Homebuilder shares jumped the most in two months after the Federal Reserve unexpectedly said it plans to continue $85 billion of monthly bond purchases to keep interest rates low.
The 11-member Standard & Poor’s Supercomposite Homebuilding Index gained 6 percent at the close, the biggest increase since July 11. The index, which includes Lennar Corp., PulteGroup Inc. and D.R. Horton Inc., rose to the highest level since July 23.
The Fed’s decision “is hugely positive in the near to intermediate term,” Stephen East, a homebuilder analyst with International Strategy & Investment Group LLC in St. Charles, Missouri, said in a note today. He predicted the move will lead to lower mortgage rates. “That drop will have a quick, positive impact on home sales -- particularly at the entry level. If rates drop, those moping potential buyers are suddenly given a second chance at a home.”
Shares of homebuilders fell 29 percent from May 14 to Sept. 5 after rates for 30-year mortgages surged by a more than a percentage point from near record lows of 3.35 percent in early May. The S&P builder index is up almost 18 percent since Sept. 5.
Ryland Group Inc., based in Westlake Village, California, was today’s biggest gainer, climbing 8.7 percent, followed by Los Angeles-based KB Home, which rose 8.2 percent. Both builders cater to first-time buyers.
“Today’s actions show that the Fed is cognizant that increasing rates could potentially derail the housing recovery, which is a key driver of economic growth,” said Robert Wetenhall, an analyst at RBC Capital Markets LLC in New York. “There’s no question that higher interest rates negatively affect buyers at the lower end of the market.”
Yields on Fannie Mae and Freddie Mac mortgage securities that guide U.S. home-loan rates dropped to the lowest level in more than a month. Rates on 30-year fixed-rate mortgages averaged 4.57 percent last week, according to McLean, Virginia-based Freddie Mac.
Builders broke ground on new homes at an annual pace of 891,000 in August, fewer starts than projected, according to a Commerce Department report today.

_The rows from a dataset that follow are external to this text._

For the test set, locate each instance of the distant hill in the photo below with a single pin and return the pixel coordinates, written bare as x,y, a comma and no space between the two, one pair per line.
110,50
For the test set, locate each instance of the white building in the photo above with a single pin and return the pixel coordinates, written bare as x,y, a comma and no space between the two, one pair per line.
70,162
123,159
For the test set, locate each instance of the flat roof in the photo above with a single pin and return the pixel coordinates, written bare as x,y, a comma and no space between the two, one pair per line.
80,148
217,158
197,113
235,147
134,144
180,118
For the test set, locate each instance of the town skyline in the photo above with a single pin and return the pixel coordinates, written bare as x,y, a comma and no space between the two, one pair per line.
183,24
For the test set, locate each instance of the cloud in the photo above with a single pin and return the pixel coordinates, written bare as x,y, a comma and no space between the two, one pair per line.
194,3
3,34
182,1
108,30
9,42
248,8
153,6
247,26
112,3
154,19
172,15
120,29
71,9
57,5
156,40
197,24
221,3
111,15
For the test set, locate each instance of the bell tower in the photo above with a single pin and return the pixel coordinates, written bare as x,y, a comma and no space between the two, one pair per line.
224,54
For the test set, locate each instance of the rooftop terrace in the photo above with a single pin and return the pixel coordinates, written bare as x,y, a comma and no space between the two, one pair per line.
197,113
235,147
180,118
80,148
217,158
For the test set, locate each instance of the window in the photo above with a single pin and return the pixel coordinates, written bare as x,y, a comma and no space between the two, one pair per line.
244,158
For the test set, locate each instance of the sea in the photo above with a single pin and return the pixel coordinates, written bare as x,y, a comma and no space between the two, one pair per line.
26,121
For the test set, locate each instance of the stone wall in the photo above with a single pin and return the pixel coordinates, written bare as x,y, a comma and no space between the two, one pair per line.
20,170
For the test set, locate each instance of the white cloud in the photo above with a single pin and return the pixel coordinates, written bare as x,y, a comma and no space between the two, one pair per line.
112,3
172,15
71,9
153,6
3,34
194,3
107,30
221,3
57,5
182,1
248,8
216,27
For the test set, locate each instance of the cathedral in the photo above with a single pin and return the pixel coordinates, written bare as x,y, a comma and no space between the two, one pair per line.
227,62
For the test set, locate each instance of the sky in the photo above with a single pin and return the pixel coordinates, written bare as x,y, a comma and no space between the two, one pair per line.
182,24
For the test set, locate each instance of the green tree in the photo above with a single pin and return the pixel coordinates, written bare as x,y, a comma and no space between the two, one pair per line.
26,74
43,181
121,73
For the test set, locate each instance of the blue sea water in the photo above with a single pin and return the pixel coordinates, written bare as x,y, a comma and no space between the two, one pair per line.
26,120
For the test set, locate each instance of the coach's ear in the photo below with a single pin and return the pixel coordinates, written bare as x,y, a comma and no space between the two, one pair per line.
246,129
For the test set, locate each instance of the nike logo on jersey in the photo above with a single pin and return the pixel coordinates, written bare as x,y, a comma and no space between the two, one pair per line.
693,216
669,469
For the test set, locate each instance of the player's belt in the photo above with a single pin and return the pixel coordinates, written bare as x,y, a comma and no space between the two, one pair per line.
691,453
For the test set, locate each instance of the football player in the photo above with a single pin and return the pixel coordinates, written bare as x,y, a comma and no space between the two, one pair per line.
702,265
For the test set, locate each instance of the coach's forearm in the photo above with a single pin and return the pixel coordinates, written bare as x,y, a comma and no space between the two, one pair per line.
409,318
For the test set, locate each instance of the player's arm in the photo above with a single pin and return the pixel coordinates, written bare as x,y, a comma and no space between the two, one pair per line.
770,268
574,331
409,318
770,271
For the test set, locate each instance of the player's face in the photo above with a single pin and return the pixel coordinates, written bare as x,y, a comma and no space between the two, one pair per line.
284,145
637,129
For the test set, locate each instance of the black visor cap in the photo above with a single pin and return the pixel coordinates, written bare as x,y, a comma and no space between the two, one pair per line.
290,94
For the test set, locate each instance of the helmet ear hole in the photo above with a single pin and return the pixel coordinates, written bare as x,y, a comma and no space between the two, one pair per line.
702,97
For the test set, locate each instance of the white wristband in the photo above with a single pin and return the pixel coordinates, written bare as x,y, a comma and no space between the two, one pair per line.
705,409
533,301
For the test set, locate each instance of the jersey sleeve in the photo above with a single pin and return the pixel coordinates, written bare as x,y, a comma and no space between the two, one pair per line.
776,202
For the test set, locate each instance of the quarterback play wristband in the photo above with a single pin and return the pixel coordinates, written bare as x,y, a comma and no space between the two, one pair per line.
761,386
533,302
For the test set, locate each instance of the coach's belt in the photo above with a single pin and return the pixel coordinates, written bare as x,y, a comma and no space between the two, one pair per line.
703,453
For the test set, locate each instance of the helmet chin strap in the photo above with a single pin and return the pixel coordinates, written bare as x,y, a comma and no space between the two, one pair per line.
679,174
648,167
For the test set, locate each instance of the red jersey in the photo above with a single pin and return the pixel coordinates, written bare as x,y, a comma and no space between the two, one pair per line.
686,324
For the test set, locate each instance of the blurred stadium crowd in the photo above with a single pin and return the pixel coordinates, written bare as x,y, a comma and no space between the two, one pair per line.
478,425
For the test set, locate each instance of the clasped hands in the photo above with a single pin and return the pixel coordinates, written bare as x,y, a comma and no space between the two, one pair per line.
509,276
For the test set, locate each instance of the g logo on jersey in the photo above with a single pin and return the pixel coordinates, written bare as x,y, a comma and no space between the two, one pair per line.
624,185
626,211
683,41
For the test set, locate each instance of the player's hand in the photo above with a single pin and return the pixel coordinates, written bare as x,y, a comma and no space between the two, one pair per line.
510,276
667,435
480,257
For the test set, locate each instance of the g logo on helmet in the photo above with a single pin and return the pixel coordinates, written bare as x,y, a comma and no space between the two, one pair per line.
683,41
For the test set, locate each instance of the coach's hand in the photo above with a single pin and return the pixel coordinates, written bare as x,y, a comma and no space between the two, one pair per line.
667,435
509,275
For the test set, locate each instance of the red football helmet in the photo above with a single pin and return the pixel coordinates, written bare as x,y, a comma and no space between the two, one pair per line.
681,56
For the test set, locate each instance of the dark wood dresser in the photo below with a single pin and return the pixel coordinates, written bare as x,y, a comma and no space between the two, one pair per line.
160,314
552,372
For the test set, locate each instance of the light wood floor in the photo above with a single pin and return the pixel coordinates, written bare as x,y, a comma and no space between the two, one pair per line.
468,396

The Fed wants to see more signs of lasting improvement in the economy before it tapers purchases of bonds, a surprise move for the central bank that sent stocks and Treasuries up.
“Conditions in the job market today are still far from what all of us would like to see,” Chairman Ben S. Bernanke said at a press conference today in Washington after a two-day meeting of the Federal Open Market Committee. “The committee has concern that rapid tightening of financial conditions in recent months would have the effect of slowing growth.”
Whether or not mortgage rates rise, the housing market needs more robust job growth to flourish, said Megan McGrath, an analyst at MKM Partners LLC in Stamford, Connecticut.
“We’ve seen a preview what happens when rates do go up -- we got a taste of that over the summer,” McGrath said in a telephone interview today. “It was nothing monumental but there was a slowdown in growth. The hope is that the next time they go up, they won’t go up in the absence of job growth, which is what we had over the summer.”
Other real estate stocks also rallied today. The Bloomberg Real Estate Investment Trust Index gained 3.4 percent, the biggest increase since November 2011. Lower interest rates benefit REITs because they reduce the companies’ borrowing costs, making property purchases more affordable.